The Hui Ma clique under Generals Ma Qi and Ma Bufang launched several attacks against Labrang as part of a general anti-Golok Tibetan campaign.

Ma Qi occupied Labrang Monastery in 1917, the first time non-Tibetans had seized it. Ma Qi defeated the Tibetan forces with his Hui troops. His forces were praised by foreigners who traveled through Qinghai for their fighting abilities.

After ethnic rioting between Hui and Tibetans emerged in 1918, Ma Qi defeated the Tibetans. He heavily taxed the town for 8 years. In 1921, Ma Qi and his Muslim army decisively crushed the Tibetan monks of Labrang Monastery when they tried to oppose him. In 1925, a Tibetan rebellion broke out, with thousands of Tibetans driving out the Hui. Ma Qi responded with 3000 Hui troops, who retook Labrang and machine-gunned thousands of Tibetan monks as they tried to flee. During a 1919 attack by Muslim forces, monks were executed by burning. Bodies were left strewn around Labrang by Hui troops.
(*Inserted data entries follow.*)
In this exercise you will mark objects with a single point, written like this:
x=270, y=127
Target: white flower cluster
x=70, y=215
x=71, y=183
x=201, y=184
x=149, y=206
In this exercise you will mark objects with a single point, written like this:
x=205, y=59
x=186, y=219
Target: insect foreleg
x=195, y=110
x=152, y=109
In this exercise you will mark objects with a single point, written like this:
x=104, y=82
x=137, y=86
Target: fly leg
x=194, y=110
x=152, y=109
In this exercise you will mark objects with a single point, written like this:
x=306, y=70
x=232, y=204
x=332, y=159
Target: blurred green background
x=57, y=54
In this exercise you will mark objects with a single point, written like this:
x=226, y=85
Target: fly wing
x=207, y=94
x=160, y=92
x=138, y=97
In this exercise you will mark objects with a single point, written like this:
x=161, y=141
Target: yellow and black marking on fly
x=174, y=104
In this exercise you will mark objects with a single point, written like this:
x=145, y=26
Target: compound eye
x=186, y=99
Ma Qi besieged Labrang numerous times. Tibetans fought against his Hui forces for control of Labrang until Ma Qi gave it up in 1927. However, that was not the last Labrang saw of General Ma. Ma Qi launched a genocidal war against the Goloks in 1928, inflicting a defeat upon them and seizing Labrang Monastery. The Hui forces looted and ravaged the monastery again.
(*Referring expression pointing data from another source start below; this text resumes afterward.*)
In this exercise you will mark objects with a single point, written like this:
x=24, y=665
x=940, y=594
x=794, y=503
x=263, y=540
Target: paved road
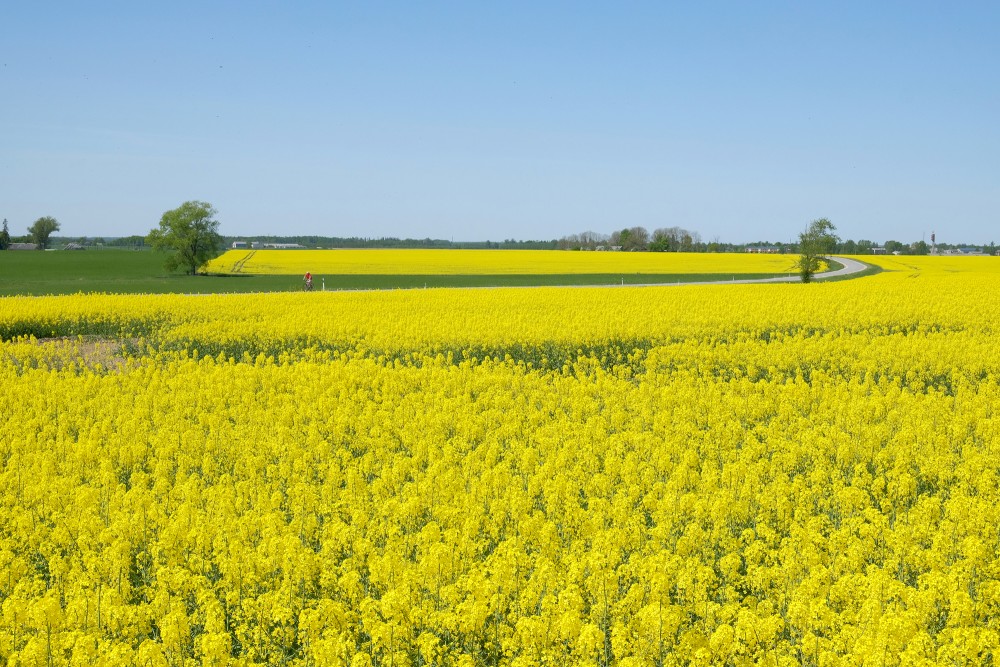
x=850, y=266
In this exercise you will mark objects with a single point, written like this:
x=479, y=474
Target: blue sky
x=485, y=121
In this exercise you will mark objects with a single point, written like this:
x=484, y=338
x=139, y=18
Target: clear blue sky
x=476, y=121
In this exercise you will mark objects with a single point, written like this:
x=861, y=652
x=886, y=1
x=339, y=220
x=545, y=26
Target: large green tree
x=190, y=234
x=816, y=242
x=41, y=230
The Austrian American explorer Joseph Rock encountered the aftermath of one of the Ma clique's campaigns against Labrang. The Ma army left Tibetan skeletons scattered over a wide area and Labrang Monastery was decorated with decapitated Tibetan heads. After the 1929 battle of Xiahe near Labrang, decapitated Tibetan heads were used as ornaments by Hui troops in their camp, 154 in total. Rock described the heads of "young girls and children" staked around the military encampment. Ten to fifteen heads were fastened to the saddle of every Muslim cavalryman. The heads were "strung about the walls of the Moslem garrison like a garland of flowers."

==Recent events==
During the Tibetan uprising anniversary in March 2008, riot police surrounded Labrang monastery and military units blocked roads to keep local people from gaining access to the monastery. Monks were prevented from leaving by Chinese security forces and one civilian was held under arrest.